|Juanita faithfully cleaned houses to make ends meet during filming.|
Many advocacy groups for entertainers believe that reality stars, adults and children alike, should be treated as SAG members and paid fairly for their work (SAG regulations require that actors make a minimum of $4,800 per week). However some reality show productions do not pay, often because they cannot afford to.
Such was the case for filmmaker David Sutherland, the creator of The Farmer's Wife. His tight budget simply didn't allow him to give the Buschkoetters any payment for their three years of work. He even dipped into his retirement savings to fund the $1.3 million project. (Many donations from around the country however came in once the show aired.)
The result was a virtually untouched, brutally honest story of one family's struggle to make ends meet and save a marriage. The filmmaking was so intimate, the crew even once followed Juanita to a meeting with a particularly stubborn creditor as she negotiated their debt with him, successfully.

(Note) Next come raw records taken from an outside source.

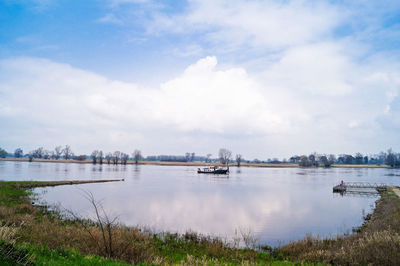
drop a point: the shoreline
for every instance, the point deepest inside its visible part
(376, 242)
(200, 164)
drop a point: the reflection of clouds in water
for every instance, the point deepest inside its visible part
(276, 204)
(206, 213)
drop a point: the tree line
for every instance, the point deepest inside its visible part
(389, 158)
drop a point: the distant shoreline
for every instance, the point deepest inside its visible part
(197, 164)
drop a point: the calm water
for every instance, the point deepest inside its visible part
(277, 205)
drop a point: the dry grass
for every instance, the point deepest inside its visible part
(378, 242)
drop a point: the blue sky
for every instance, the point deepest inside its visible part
(262, 78)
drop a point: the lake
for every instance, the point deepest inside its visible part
(277, 205)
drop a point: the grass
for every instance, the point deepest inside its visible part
(53, 238)
(376, 243)
(34, 235)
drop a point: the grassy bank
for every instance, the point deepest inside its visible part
(199, 164)
(377, 241)
(35, 235)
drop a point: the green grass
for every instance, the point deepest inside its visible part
(38, 236)
(26, 254)
(52, 239)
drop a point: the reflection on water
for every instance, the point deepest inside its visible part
(279, 205)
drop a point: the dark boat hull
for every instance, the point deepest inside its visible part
(215, 172)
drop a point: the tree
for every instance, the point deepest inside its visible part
(225, 156)
(238, 159)
(67, 152)
(390, 158)
(116, 156)
(58, 152)
(137, 155)
(324, 160)
(124, 158)
(3, 153)
(304, 161)
(18, 153)
(187, 156)
(359, 158)
(331, 159)
(108, 157)
(30, 156)
(94, 155)
(100, 157)
(46, 154)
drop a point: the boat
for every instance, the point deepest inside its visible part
(213, 170)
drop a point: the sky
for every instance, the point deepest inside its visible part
(263, 79)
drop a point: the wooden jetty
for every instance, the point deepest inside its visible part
(358, 186)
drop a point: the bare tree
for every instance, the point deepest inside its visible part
(238, 159)
(100, 157)
(58, 152)
(106, 225)
(187, 156)
(124, 158)
(67, 152)
(46, 154)
(109, 157)
(137, 155)
(38, 153)
(94, 155)
(324, 160)
(304, 161)
(332, 158)
(225, 156)
(30, 156)
(18, 153)
(116, 156)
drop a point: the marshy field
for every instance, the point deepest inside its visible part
(171, 215)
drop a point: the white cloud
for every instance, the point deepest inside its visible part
(253, 23)
(311, 95)
(110, 18)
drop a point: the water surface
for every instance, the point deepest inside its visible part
(278, 205)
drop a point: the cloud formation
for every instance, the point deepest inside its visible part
(263, 78)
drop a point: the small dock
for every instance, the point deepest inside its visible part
(358, 186)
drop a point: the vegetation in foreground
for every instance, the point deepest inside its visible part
(377, 241)
(35, 235)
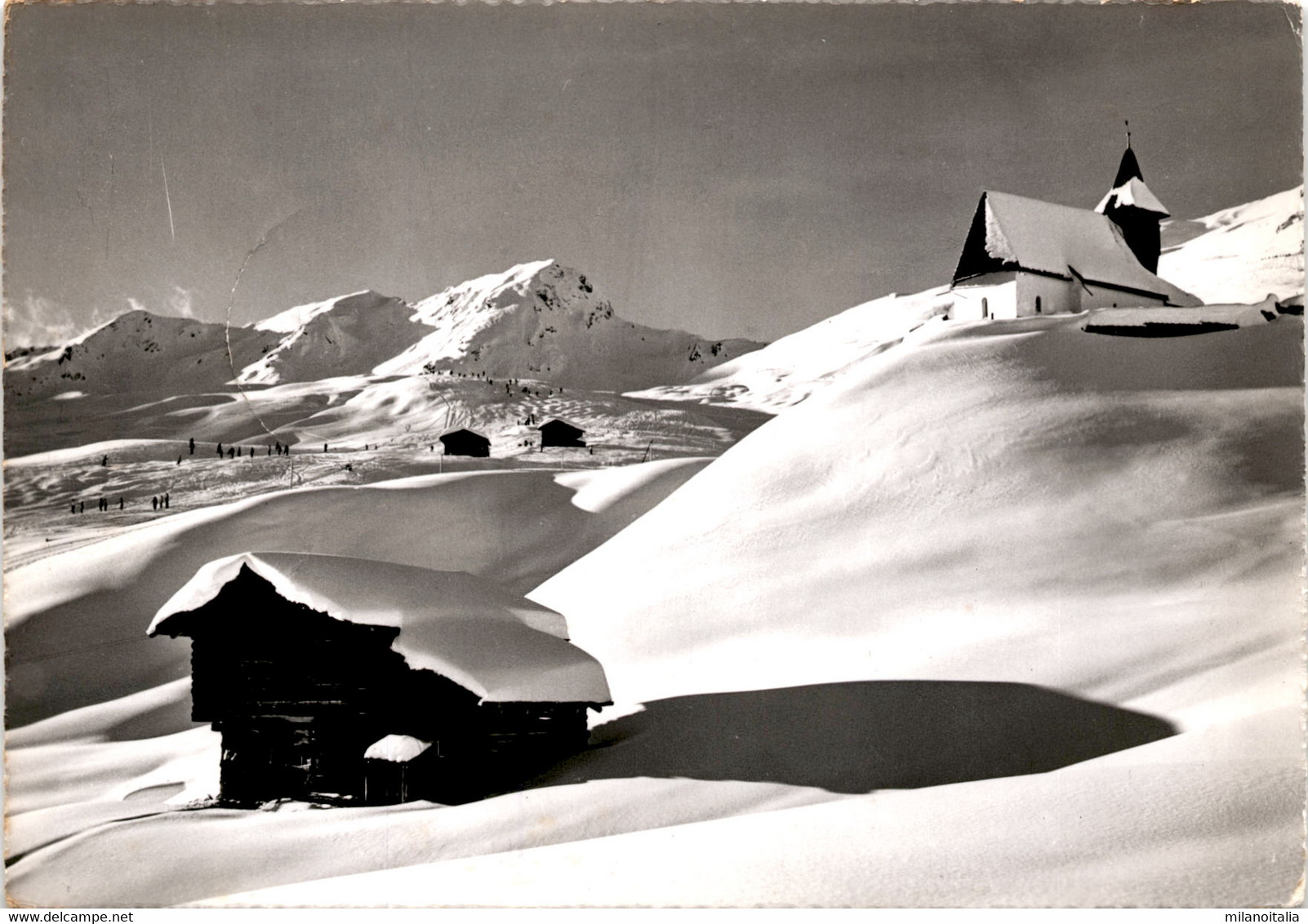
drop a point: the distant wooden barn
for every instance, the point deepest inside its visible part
(354, 681)
(466, 443)
(560, 433)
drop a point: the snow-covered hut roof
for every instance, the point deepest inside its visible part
(1017, 233)
(560, 420)
(493, 643)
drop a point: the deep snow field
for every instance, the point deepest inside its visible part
(994, 613)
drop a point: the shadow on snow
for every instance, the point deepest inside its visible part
(860, 736)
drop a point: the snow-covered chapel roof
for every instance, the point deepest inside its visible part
(493, 643)
(1133, 193)
(1017, 233)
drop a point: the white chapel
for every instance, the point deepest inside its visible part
(1025, 258)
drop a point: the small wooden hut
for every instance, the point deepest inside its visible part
(466, 443)
(560, 433)
(351, 681)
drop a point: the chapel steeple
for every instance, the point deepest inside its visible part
(1134, 209)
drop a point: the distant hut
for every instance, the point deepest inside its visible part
(560, 433)
(465, 443)
(354, 681)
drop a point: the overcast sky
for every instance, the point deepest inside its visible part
(732, 170)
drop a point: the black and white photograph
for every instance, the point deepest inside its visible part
(654, 455)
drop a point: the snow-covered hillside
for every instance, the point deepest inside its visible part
(341, 336)
(792, 369)
(542, 321)
(994, 540)
(538, 321)
(1242, 254)
(139, 352)
(1239, 255)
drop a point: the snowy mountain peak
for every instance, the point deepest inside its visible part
(545, 321)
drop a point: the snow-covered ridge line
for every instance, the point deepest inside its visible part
(536, 321)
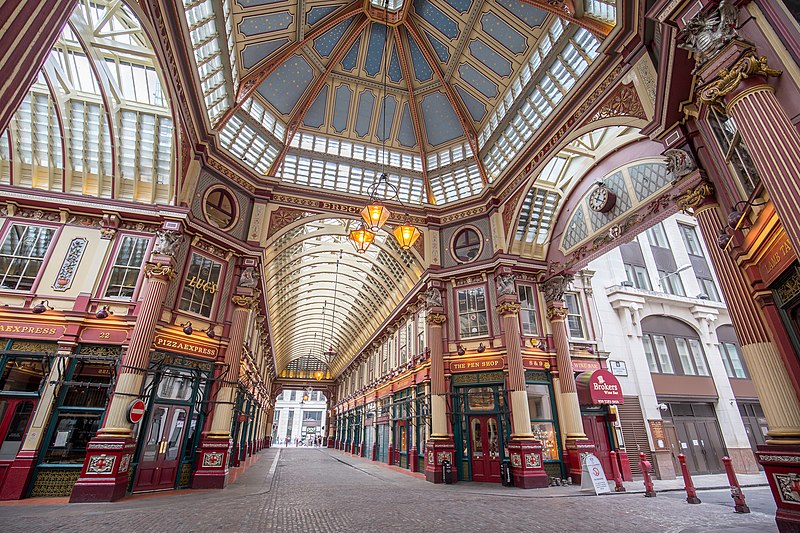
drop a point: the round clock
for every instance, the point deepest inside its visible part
(602, 199)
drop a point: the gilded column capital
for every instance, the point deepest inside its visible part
(748, 66)
(436, 319)
(694, 198)
(555, 313)
(508, 308)
(159, 270)
(241, 300)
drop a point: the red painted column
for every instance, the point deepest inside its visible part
(212, 455)
(28, 31)
(105, 472)
(525, 452)
(440, 446)
(576, 441)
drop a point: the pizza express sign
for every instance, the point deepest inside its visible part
(599, 387)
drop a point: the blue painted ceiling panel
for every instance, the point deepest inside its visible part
(253, 53)
(341, 107)
(489, 57)
(436, 18)
(476, 108)
(502, 32)
(326, 42)
(372, 65)
(286, 85)
(441, 122)
(366, 103)
(422, 70)
(532, 16)
(315, 116)
(474, 77)
(390, 103)
(406, 135)
(269, 23)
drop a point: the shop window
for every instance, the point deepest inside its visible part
(481, 399)
(467, 245)
(200, 286)
(734, 150)
(22, 254)
(638, 276)
(22, 374)
(220, 208)
(12, 440)
(673, 347)
(527, 312)
(127, 267)
(732, 359)
(472, 313)
(574, 316)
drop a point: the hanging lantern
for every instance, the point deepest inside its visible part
(375, 214)
(361, 238)
(406, 235)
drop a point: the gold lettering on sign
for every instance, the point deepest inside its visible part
(203, 285)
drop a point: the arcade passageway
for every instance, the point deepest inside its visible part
(317, 489)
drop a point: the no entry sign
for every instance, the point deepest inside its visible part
(135, 411)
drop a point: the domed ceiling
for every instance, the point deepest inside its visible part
(296, 89)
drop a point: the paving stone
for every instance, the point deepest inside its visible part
(320, 490)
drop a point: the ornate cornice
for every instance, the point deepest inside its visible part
(159, 270)
(694, 198)
(556, 313)
(729, 79)
(436, 319)
(508, 308)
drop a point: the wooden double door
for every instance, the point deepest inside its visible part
(162, 448)
(484, 435)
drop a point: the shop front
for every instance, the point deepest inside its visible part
(176, 393)
(597, 390)
(480, 425)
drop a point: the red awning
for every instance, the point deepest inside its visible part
(598, 387)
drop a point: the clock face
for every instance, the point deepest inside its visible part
(602, 200)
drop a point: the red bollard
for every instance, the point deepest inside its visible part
(617, 474)
(736, 491)
(645, 466)
(691, 492)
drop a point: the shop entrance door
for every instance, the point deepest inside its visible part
(162, 450)
(484, 448)
(596, 430)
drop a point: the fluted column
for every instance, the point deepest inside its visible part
(508, 309)
(223, 409)
(436, 319)
(767, 370)
(770, 136)
(137, 357)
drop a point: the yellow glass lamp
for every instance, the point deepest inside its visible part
(406, 235)
(361, 238)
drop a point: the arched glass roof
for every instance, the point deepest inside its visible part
(97, 121)
(297, 90)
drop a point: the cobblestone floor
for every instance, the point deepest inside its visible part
(299, 489)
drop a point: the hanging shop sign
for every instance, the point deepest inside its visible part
(779, 256)
(22, 330)
(599, 387)
(582, 365)
(136, 411)
(534, 363)
(171, 344)
(477, 364)
(103, 335)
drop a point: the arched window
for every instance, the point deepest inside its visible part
(673, 347)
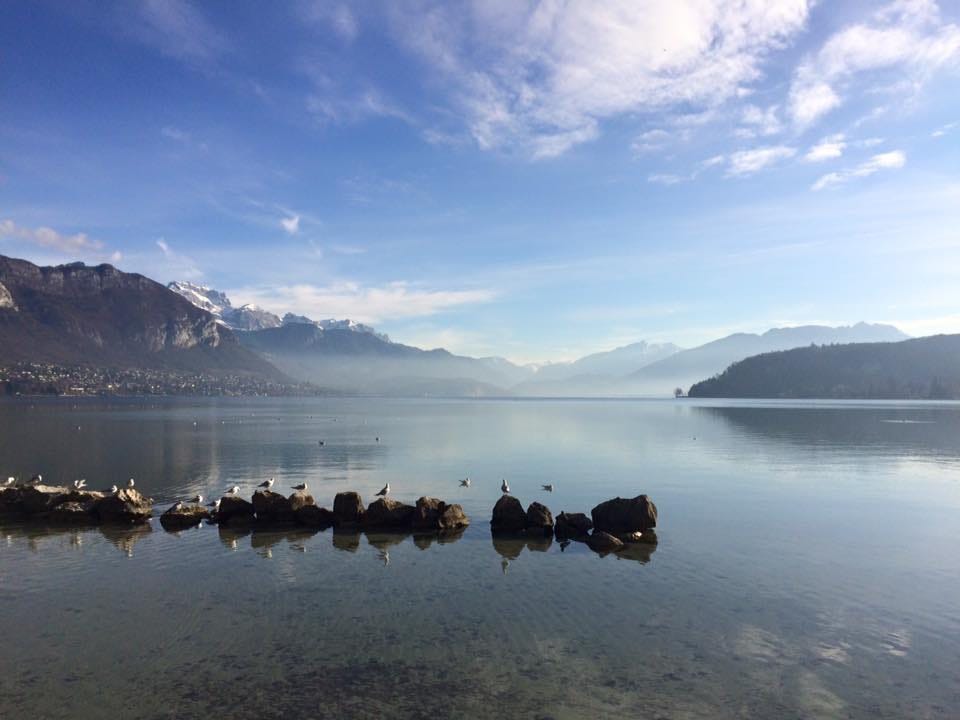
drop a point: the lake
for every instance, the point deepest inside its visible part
(808, 563)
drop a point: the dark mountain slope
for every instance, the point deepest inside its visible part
(99, 316)
(924, 368)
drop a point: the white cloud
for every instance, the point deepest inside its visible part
(76, 245)
(352, 300)
(747, 162)
(829, 148)
(541, 77)
(885, 161)
(291, 224)
(907, 37)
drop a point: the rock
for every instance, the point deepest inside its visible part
(313, 516)
(73, 513)
(234, 510)
(621, 515)
(539, 520)
(603, 542)
(386, 512)
(572, 525)
(508, 516)
(647, 538)
(348, 508)
(271, 507)
(176, 518)
(301, 499)
(434, 514)
(126, 505)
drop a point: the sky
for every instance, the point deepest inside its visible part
(536, 180)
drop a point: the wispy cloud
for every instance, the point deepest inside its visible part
(371, 304)
(747, 162)
(78, 245)
(906, 37)
(885, 161)
(829, 148)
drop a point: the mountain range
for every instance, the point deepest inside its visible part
(76, 314)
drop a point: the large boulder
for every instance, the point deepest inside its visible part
(182, 516)
(508, 516)
(73, 513)
(622, 515)
(539, 520)
(572, 525)
(271, 507)
(314, 517)
(126, 505)
(235, 510)
(348, 508)
(388, 513)
(434, 514)
(301, 499)
(603, 542)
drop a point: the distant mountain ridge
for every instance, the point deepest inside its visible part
(77, 314)
(919, 369)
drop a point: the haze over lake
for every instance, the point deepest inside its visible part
(806, 567)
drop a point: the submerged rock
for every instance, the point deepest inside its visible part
(183, 516)
(508, 515)
(573, 525)
(539, 520)
(386, 512)
(234, 510)
(434, 514)
(348, 508)
(603, 542)
(126, 505)
(271, 507)
(314, 517)
(622, 515)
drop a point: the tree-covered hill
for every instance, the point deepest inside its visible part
(924, 368)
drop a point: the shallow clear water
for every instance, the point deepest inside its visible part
(807, 564)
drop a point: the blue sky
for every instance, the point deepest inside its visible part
(536, 180)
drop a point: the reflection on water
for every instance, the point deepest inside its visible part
(807, 564)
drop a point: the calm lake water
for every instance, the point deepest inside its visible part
(808, 565)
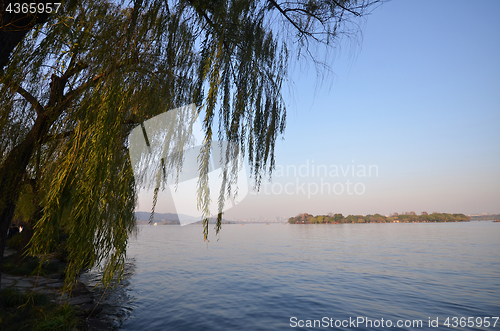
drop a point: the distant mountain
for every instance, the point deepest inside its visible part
(171, 219)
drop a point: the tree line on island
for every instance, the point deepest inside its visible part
(407, 217)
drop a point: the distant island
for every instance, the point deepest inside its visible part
(491, 217)
(409, 217)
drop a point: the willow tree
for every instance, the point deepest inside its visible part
(77, 84)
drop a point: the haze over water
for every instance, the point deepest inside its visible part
(258, 277)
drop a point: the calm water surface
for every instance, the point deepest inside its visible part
(257, 277)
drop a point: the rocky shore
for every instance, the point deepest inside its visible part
(81, 297)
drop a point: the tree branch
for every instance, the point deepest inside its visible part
(26, 95)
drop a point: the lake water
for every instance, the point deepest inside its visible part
(279, 277)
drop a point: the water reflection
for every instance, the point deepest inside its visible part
(115, 300)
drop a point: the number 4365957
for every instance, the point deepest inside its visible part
(471, 322)
(32, 8)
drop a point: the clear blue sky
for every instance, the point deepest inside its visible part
(418, 100)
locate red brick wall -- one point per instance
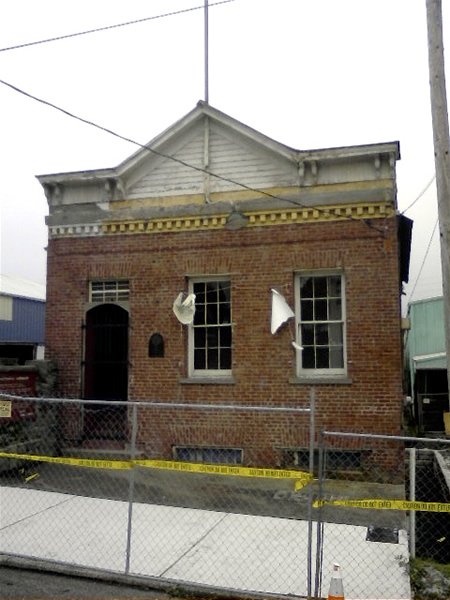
(255, 259)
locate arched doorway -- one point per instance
(106, 372)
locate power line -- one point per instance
(421, 194)
(108, 27)
(178, 160)
(423, 262)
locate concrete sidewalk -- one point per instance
(242, 553)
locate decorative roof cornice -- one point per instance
(261, 218)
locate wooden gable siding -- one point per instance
(232, 157)
(237, 159)
(167, 176)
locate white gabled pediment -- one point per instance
(207, 142)
(208, 157)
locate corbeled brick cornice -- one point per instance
(262, 218)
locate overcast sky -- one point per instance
(308, 73)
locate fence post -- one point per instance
(131, 485)
(312, 408)
(412, 497)
(319, 541)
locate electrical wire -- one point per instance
(178, 160)
(108, 27)
(424, 260)
(420, 195)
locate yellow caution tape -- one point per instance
(387, 505)
(77, 462)
(301, 477)
(223, 469)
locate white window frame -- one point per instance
(109, 290)
(207, 373)
(328, 371)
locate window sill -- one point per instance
(322, 380)
(230, 380)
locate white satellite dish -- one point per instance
(184, 309)
(281, 311)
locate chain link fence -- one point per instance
(113, 487)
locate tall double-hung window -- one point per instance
(320, 319)
(210, 335)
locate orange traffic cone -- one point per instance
(336, 591)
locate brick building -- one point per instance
(213, 208)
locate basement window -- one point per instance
(111, 290)
(199, 454)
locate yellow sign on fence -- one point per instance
(5, 409)
(378, 504)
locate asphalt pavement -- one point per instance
(24, 583)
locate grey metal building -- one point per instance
(22, 320)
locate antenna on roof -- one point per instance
(206, 54)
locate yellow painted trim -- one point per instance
(316, 214)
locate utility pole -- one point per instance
(206, 53)
(441, 139)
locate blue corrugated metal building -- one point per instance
(426, 363)
(22, 320)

There were no "make-over" episodes or luxurious trips or other nonsense. Instead we watched a family fall down, hard, then pick themselves up, brush themselves off and figure out a way to make it on their own. If Sutherland had paid the family, it certainly would have helped them put food on the table. But would the story be as "pure"? Would we still be talking about this film fifteen years later? Probably not.
"It's tough watching it," Juanita was once quoted, "Only because it's really what life was like the last three years, really real."
Indeed, the "realest reality show" ever was not Jon and Kate. It was The Farmer's Wife.